While all of this is very unfortunate, it is certainly not unpredictable.

Governments and security forces established by a foreign power are going to be fundamentally lacking in popular legitimacy with a large segment of the society. Doubly true in a heavily patronage society like Afghanistan where life is so often an "all or nothing" affair. One is either in the right family or tribe to be rewarded by patronage, or one is not.

The have-nots are always waiting in the wings as a ready-willing and able guerrilla force to attach themselves to whatever foreign invader / manipulator happens to come along, be that Russia, Pakistan, Iran, the US or anyone else.

The US has tried three times now to employ a Democracy/Security Force Capacity strategy in support of de facto illegitimate governments of our design. Vietnam, Iraq and Afghanistan. It is a proven failure of a strategy.

I used to think the British model of raising local security forces under the auspices of British legitimacy was a bad model. I was wrong.

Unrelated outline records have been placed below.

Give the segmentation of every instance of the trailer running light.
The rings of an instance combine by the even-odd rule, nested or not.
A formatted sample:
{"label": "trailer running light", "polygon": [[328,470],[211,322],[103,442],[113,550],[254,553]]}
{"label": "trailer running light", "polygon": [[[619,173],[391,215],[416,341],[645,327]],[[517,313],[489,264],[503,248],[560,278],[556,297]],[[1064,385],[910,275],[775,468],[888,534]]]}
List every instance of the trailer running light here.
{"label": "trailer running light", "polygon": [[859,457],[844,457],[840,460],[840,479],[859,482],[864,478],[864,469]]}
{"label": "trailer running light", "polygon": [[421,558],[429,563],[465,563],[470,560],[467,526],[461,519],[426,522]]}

Security forces need to be in support of legitimate government, and while one can lend their legitimacy to a host nation forces; one cannot lend their legitimacy to host nation government.

If the US had employed the British approach to raising local forces as US forces, I believe strongly that those units would have performed far better than the illegitimate ones we helped to train for their own illegitimate governments.

Better yet, if we would have had the vision and risk tolerance to allow self-determination of governance and diplomacy with whatever emerged to take place - we likely would have secured our interests in ways that avoided the conflicts all together.